The original HomePod was a product that focused more on being a good speaker, instead of being a great smart speaker. HomePod mini takes the opposite approach: it’s not just another way for Apple to put Apple Music or Siri into your home. It’s a way for Apple to expand its HomeKit ecosystem to a much wider audience than ever before.

Sure, the HomePod mini will probably sound good – given that it’s a $ 99 speaker that goes up against the likes of the new Nest Audio and fourth generation Echo, it must. And having more opportunities to push their subscription services to customers is a good advantage for Apple. But the real potential lies in serving as the cheapest gateway to Apple’s smart home setup.

HomeKit is not a new part of Apple’s software setup – the company has been offering the smart home platform since 2014, and there is a wide list of products that work with it today (although it is not as popular among device manufacturers as Amazon Alexa or Google Assistant) .

But to actually take full advantage of HomeKit, you don’t just need the right smart light bulb or Wi-Fi thermostat. You also need a HomePod, an Apple TV or an iPad to act as a “home hub”. Having a hub greatly expands what HomeKit can do, allowing you to control your smart home devices when you’re not directly connected to the Wi-Fi network, invite guests to use smart home accessories in your home, and most importantly , create automated routines.

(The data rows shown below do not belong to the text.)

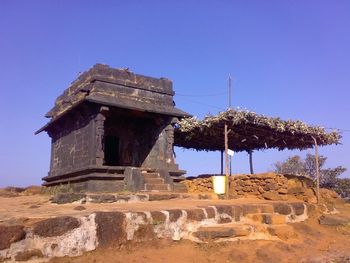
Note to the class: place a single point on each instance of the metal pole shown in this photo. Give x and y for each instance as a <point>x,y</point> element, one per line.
<point>251,161</point>
<point>317,171</point>
<point>229,91</point>
<point>222,162</point>
<point>226,161</point>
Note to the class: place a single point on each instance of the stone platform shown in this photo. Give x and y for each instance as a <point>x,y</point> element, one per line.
<point>71,234</point>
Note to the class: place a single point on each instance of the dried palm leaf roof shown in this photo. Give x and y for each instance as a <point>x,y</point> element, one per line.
<point>249,131</point>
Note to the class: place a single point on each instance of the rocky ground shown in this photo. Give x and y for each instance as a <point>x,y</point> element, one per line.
<point>314,243</point>
<point>321,238</point>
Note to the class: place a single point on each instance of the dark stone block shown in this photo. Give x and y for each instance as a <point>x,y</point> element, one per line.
<point>144,232</point>
<point>224,220</point>
<point>238,212</point>
<point>249,209</point>
<point>225,209</point>
<point>102,198</point>
<point>55,226</point>
<point>298,208</point>
<point>333,220</point>
<point>79,208</point>
<point>67,198</point>
<point>158,217</point>
<point>10,234</point>
<point>195,214</point>
<point>210,212</point>
<point>160,197</point>
<point>282,208</point>
<point>28,254</point>
<point>111,228</point>
<point>174,214</point>
<point>214,233</point>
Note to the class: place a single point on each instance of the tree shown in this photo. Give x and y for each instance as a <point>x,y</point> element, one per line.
<point>329,177</point>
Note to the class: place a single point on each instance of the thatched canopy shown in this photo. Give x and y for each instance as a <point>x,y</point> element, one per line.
<point>249,131</point>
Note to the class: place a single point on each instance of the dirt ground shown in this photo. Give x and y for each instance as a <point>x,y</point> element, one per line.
<point>29,208</point>
<point>315,242</point>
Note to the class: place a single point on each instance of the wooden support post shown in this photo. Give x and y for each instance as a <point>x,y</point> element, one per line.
<point>226,161</point>
<point>222,162</point>
<point>317,171</point>
<point>251,161</point>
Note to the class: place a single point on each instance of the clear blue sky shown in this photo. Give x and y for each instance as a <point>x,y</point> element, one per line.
<point>287,58</point>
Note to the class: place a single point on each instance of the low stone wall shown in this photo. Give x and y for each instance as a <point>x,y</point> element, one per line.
<point>74,235</point>
<point>269,186</point>
<point>202,184</point>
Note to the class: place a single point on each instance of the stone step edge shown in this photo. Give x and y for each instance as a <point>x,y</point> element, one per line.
<point>143,196</point>
<point>54,237</point>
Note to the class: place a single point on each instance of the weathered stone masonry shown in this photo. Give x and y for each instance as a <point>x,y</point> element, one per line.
<point>109,128</point>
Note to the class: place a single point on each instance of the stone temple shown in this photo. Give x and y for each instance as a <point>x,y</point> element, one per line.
<point>113,130</point>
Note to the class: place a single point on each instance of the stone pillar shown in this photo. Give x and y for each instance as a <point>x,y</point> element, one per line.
<point>99,134</point>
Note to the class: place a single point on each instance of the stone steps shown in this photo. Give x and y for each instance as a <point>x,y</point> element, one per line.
<point>218,232</point>
<point>209,223</point>
<point>150,175</point>
<point>267,218</point>
<point>156,187</point>
<point>153,182</point>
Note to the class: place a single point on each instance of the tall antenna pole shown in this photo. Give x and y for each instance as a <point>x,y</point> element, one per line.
<point>229,91</point>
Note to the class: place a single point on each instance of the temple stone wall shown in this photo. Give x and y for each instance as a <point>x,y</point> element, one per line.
<point>71,146</point>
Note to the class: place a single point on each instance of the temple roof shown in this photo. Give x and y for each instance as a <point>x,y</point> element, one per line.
<point>119,88</point>
<point>249,131</point>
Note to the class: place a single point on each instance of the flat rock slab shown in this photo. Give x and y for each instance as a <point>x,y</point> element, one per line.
<point>10,234</point>
<point>283,232</point>
<point>333,220</point>
<point>55,226</point>
<point>207,233</point>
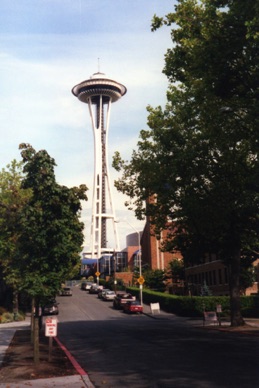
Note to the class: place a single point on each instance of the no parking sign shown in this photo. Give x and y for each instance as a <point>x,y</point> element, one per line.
<point>51,327</point>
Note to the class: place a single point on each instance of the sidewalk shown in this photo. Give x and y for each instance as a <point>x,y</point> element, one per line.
<point>81,380</point>
<point>7,331</point>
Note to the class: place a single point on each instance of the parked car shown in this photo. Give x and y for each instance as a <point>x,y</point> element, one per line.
<point>121,299</point>
<point>86,285</point>
<point>95,288</point>
<point>133,306</point>
<point>66,291</point>
<point>101,292</point>
<point>109,295</point>
<point>50,308</point>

And for $ 99, the HomePod mini has considered the entry barrier significantly to access these features, which previously required a $ 179 Apple TV 4K, $ 299 HomePod or $ 329 iPad. Not only that, it also makes the use of these HomeKit features more accessible by adding an always-on microphone that can respond to smart home requests, at a third of the price of Apple’s previous option. For the price of a HomePod, you can cover most of your home with HomePod mini speakers (Apple’s most important new feature, Intercom, is practically designed for that scenario).

And there are many compelling reasons to want to use Apple’s smart home layout over Google’s or Amazon’s options. If you’re already an Apple user, HomeKit accessories integrate into iOS on a natural level, so you can access your lights or air conditioner directly from the iPhone Control Center menu, like turning Wi-Fi on and off or Bluetooth.

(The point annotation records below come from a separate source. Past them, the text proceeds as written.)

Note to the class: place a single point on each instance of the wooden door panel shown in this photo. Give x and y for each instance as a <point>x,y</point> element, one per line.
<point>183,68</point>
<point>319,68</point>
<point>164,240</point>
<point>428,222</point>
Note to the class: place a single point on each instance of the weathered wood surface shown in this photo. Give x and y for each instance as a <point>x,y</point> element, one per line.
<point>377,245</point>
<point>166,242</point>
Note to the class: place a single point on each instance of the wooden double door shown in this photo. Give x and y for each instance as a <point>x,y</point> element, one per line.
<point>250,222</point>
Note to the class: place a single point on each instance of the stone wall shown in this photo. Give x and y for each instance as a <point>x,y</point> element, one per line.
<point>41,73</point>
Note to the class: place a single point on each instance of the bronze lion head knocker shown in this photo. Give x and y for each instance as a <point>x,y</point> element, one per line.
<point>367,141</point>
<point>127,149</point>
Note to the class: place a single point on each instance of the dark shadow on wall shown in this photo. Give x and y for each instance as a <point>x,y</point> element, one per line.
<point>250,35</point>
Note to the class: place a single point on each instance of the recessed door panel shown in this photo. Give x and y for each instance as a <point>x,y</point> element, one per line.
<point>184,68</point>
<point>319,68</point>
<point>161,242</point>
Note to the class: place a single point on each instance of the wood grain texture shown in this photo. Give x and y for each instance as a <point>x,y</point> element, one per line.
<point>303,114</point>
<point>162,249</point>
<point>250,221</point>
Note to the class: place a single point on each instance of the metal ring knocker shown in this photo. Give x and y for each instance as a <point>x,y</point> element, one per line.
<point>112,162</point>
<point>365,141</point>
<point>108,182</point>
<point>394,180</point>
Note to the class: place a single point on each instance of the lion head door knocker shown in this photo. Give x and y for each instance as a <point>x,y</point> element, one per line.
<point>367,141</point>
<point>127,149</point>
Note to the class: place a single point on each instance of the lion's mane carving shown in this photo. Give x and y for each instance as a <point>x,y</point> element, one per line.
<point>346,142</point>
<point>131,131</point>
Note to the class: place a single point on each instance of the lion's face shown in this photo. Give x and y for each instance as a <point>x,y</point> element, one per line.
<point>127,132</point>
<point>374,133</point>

So are device manufacturers required to integrate their products into the Home app. Whether you like it or hate it, the app works as a single place for all your products, meaning you do not have to deal with a third-party app, which means your hardware – at least in theory – can still work even if the company that makes it stops supporting its own app.

There is also the security aspect: Apple is extremely careful when it comes to giving its HomeKit approval mark, even after removing the requirement for physical hardware authentication. It still evaluates devices and requires them to undergo an Apple-designed series of tests as part of the certification process before they are allowed to work with HomeKit.

This is not to say that Apple is of course exempt from privacy concerns with regard to its smart speakers. It was found that the company had problems with human entrepreneurs listening to Siri recordings only last year (along with Google, Amazon, Facebook and Microsoft). However, Apple has since corrected these issues by introducing new, more secure guidelines and changing Siri’s default behavior so that it will only save recordings unless a user specifically chooses.

HomeKit puts even more of your daily technology into Apple’s ecosystem, which’s a big win for Apple. That’s because Apple depends on how well all the products work together as an important selling point – the company’s basic pitch for years has been “the more Apple products you have, the better they all work.” And by getting more users on board with HomeKit, Apple is able to extend this ecosystem not just to your computer or phone or tablet, but throughout the house. It is without a doubt more sticky than even your phone – when your entire home is committed to a specific platform, switching to something else is both stressful, expensive and time consuming.

The HomePod mini is not as good of a speaker as the HomePod. But it may just be the smart speaker that Apple needs to turn HomeKit from a hobby into a hit.